Needless to say, I am deeply grateful that, thanks to so many Comboni Missionaries, I have been given the grace and opportunity of belonging to this Institute, a grace and opportunity I undoubtedly owe to the Founder’s intuition and vision.

A mission for every discipleAs we celebrate 150 years since Daniel Comboni had the courage of founding his Institute, we can only wonder at the width, vitality and freshness of his vision. Once again, from the very beginning, he was clear, both in thought and action, that God had shared his mission with the whole Church, with every baptized person, and, in spite of the many difficulties he encountered, he pressed forward with this vision.

Every bishop, he stressed, was called and ordained to accept responsibility for the evangelization of the whole world, and not just of his own diocese – and so he went to the First Vatican Council seeking to convince the bishops of this. His Institute was not to be composed only of priests, but also of laymen totally dedicated to mission – the “Brothers” who have made such a rich contribution to these 150 years, and without whom this Institute would not be Comboni’s. Within the same dynamic, Daniel Comboni involved women in mission from the start and went on to found the Institute of his Sisters – the two Institutes are two lungs of the same body, and the whole can only breathe and live well when this truth is lived in the daily practice of Comboni’s mission. The Founder reached out to laypeople, again both men and women, to other missionary Institutes and groups, to communities of contemplative Sisters: before being theory, this was for him the reality of mission, a reality that continues to challenge and provoke.

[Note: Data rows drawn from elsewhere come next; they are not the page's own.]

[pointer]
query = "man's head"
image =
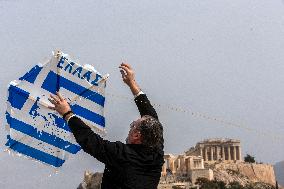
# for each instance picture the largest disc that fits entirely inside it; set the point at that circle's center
(147, 131)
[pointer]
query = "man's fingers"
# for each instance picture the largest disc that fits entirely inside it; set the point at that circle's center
(126, 65)
(60, 96)
(54, 97)
(122, 73)
(126, 69)
(52, 101)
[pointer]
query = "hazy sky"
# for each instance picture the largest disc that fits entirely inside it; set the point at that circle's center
(220, 58)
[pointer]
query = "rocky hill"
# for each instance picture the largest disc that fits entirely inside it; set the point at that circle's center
(279, 172)
(245, 173)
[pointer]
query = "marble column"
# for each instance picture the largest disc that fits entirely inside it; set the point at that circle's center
(229, 152)
(217, 153)
(235, 153)
(223, 153)
(240, 154)
(211, 153)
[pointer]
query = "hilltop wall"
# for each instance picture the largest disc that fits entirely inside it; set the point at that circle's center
(254, 172)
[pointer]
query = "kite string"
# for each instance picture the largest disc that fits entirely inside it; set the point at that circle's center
(224, 122)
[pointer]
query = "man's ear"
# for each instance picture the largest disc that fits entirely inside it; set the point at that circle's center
(137, 136)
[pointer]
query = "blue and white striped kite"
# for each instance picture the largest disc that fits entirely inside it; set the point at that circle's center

In the same direction, a particularly beautiful and evocative aspect of St Daniel Comboni’s foundation of our Institute are the relationships, the friendships, he lived with so many of the outstanding missionary figures of his time: with St John Bosco, with St Arnold Jansen, founder of the Divine Word Missionaries, with Fr Jules Chevalier, founder of the Sacred Heart Missionaries, and so on. Here, too, to celebrate these 150 years challenges us and points us forward towards the future.

Thank you, and yes. As Pope Francis says towards the beginning of his Evangelii Gaudium, the joy of the evangelizer always shines against the backdrop of grateful memory. It is this joy, and this kind of memory, that fills me and enthuses me even more today than when I first “met” Daniel Comboni, the Founder, so many years ago. Put simply, I am glad that this holy missionary did what he did.